Key ISO 42001 clauses supported
Relevant ISO 42001 controls (documentation and impact governance)
- Control 4.2 – Resource documentation
- Control 5.2 – AI system impact assessment process
- Control 5.3 – Documentation of AI system impact assessments
Who this template is for
- Organizations implementing or maintaining ISO/IEC 27001 certification
- Organizations implementing ISO/IEC 42001 for AI governance and trustworthy AI
- Consultants who want a client-ready, repeatable register and mapping structure
- Compliance, security, privacy, procurement, and risk teams managing obligations across multiple suppliers or jurisdictions
How to use it (recommended workflow)
- Start with Interested Parties to identify requirement sources (regulators, customers, suppliers, auditors).
- Use the Legislations & Regulations checklist as a starting reference to identify candidate obligations.
- Populate your Legal Register (only what applies to your scope) and add Contractual + Standards requirements.
- Complete the Mapping sheet to link each obligation to controls, owners, evidence, and any gaps/actions.
- Review regularly and update as your organization, suppliers, or regulations change.
FAQ
Is this template legal advice?
No. This is a documentation and compliance management template. Users should validate applicability and obligations with qualified legal counsel.
Does it include every law and regulation worldwide?

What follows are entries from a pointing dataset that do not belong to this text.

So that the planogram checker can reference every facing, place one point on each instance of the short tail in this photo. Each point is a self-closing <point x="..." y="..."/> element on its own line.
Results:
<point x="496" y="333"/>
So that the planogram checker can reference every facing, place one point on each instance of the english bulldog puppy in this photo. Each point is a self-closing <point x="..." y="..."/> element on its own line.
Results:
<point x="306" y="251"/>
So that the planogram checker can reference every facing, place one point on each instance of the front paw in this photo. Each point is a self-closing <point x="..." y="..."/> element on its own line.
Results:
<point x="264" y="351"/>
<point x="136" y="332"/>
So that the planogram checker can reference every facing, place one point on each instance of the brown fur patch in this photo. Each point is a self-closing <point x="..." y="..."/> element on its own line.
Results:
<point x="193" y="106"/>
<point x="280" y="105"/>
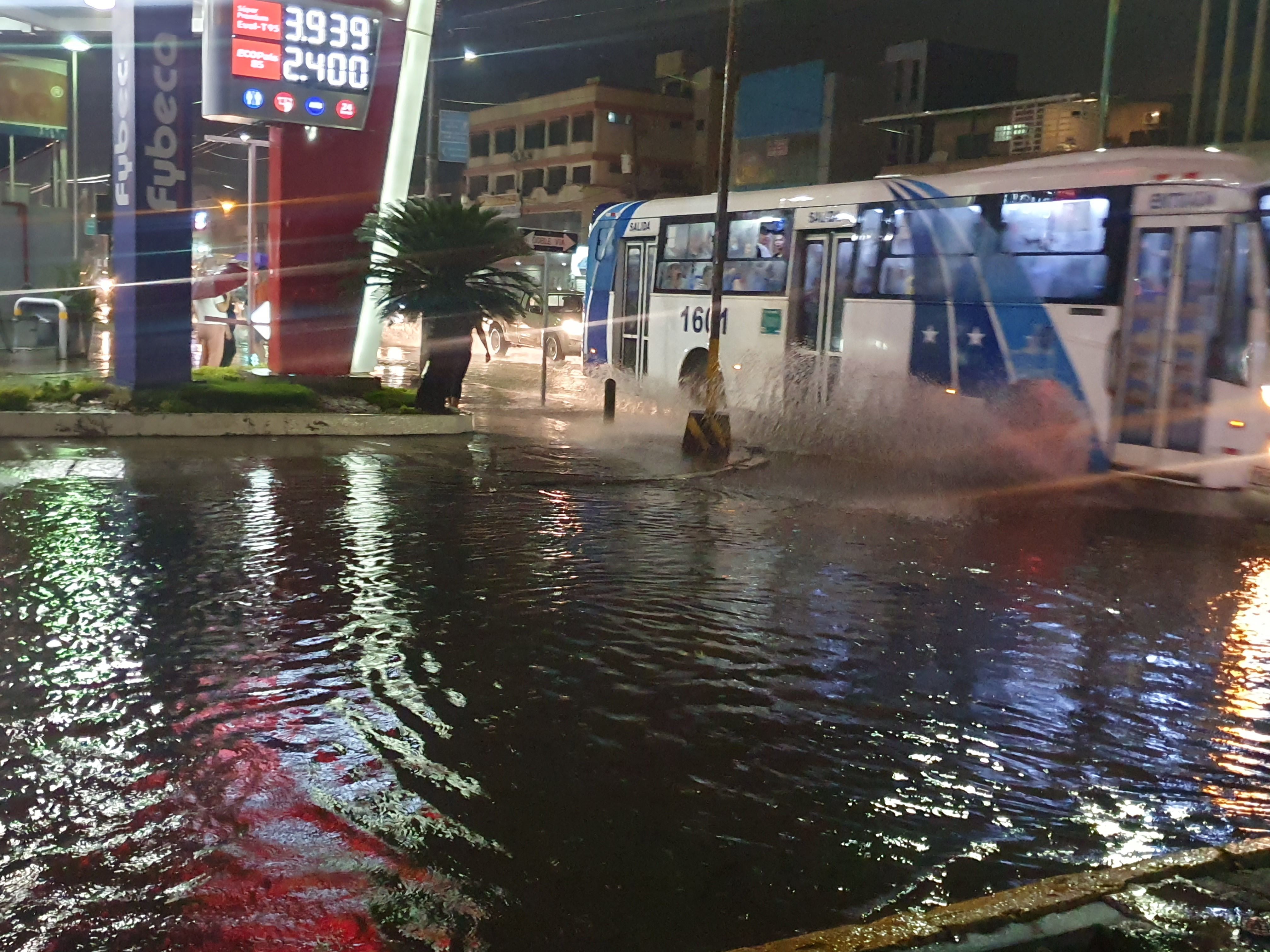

No. The legislation/regulation list is a starter reference and not exhaustive. It is designed to speed up identification, not replace legal research.
Can I use this as an ISO 27001 legal register example for auditors?
Yes—once tailored to your scope. The workbook includes example entries and a mapping structure that supports audit discussions, but you must populate it with your applicable obligations and evidence.
How does this support ISO 27001 Control 5.31?
It structures your register so legal, statutory, regulatory, and contractual requirements are identified, documented, assigned to owners, reviewed, and mapped to controls and evidence.
Does this support supplier and customer contractual requirements?
Yes. The workbook includes a dedicated Contracts register and mapping so contractual clauses can be linked to internal controls and evidence.
Does this work if I’m only doing ISO 27001 (no ISO 42001)?
Yes. The ISO 42001 reference fields can be left blank.
Can I customize the dropdown lists?
Yes. Dropdown lists are stored in a hidden sheet to keep the workbook clean. You can unhide it, edit values, and re-hide it.